Example Drupal migration base class to help keep good metrics

Drupal's Migrate framework is powerful, useful and subtle. I've used it on a number of projects and it's always worked well, but one thing I've tried to adopt recently is proper and conscientious use of the metrics pages.

Migration metrics and why they're useful (and underused)

Here's the page of metrics you get if you click on the migration name in the dashboard:

Remember this? Even if you've found it in the past when wandering around, chances are that you—like me, frankly—have always thought of it as a "nice-to-have": in the sense of thinking "oh, that's nice," and then moving on.

On the screenshot above you see a number of tabs, each keeping track of what you've yet to consider: even if "considering" basically means marking as belonging to the group "D(o )N(ot )M(igrate)." This provides breakdowns for each migration of what source and destination fields have and haven't been dealt with one way or another. Here's an example of such an unhandled field:

To create this example, I've deleted the mapping from a source field, into the destination "created" field: you can see "created" is red; but there's also now a red source field too. Migrate is letting me know that my migration plan doesn't include these fields.

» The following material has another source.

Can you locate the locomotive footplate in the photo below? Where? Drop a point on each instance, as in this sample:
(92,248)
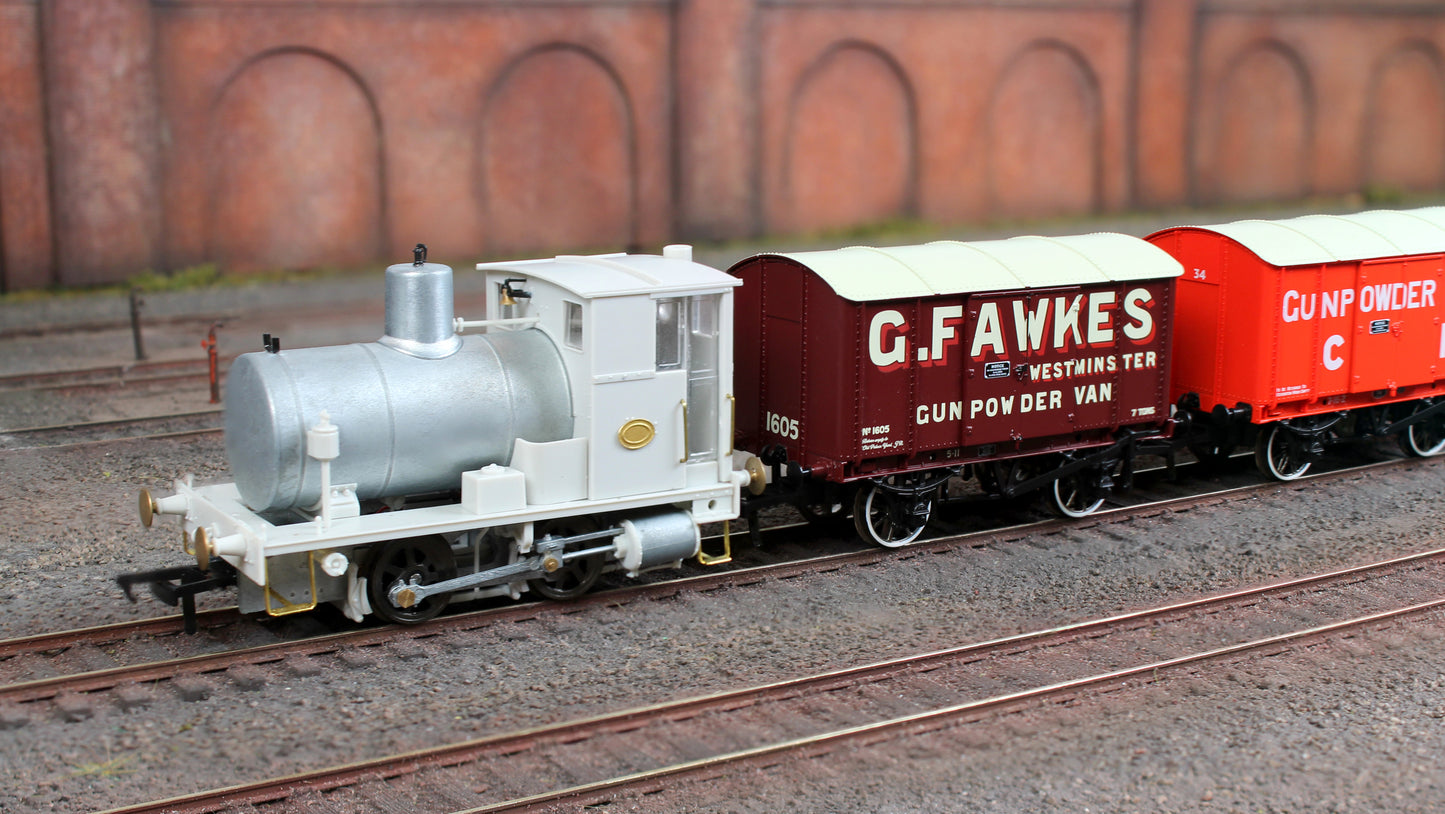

The goal offered to you by this page is to ensure that no tabs have red lights on them, much as with a unit test suite. Which makes it suddenly sound a lot more useful: a test harness for your migration specification, if not for your migration itself.

But the framework also has a steep learning curve which these days I forget was ever the case. This means that keeping the metrics up to date is a task that tends to go to the wall early on, as you're trying just to get the migration working. Bad habits set in, and before you know it, you're just writing the minimum code that gets the data across. Also, when a deadline is approaching, any "good bookkeeping" you've indulged in so far will tend to suffers.

... Which is OK, until there's some kind of a problem: at which point, those metrics would have come in useful!

How do we make maintaining metrics easier?

In order to keep our metrics in good order, there's a number of decisions we need to tell Migrate about:

  1. We plan to migrate from the source field Sm to the destination field Dm.
  2. We don't plan to migrate from the source field Sdnm, discarding it.
  3. We don't plan to migrate to the destination field Ddnm, leaving it empty.
  4. We plan to create an on-the-fly source field Sotf, not explicitly present in the source, to migrate into the destination field Dm.
  5. We have some custom storage for an "on-the-fly" destination field Dotf that doesn't yet "talk Migrate" but we want to put data there.

Here's how we can take care of these cases:

  • The first case is straightforwardly handled declaratively: $this->addFieldMapping() updates any relevant metrics. No extra work is required.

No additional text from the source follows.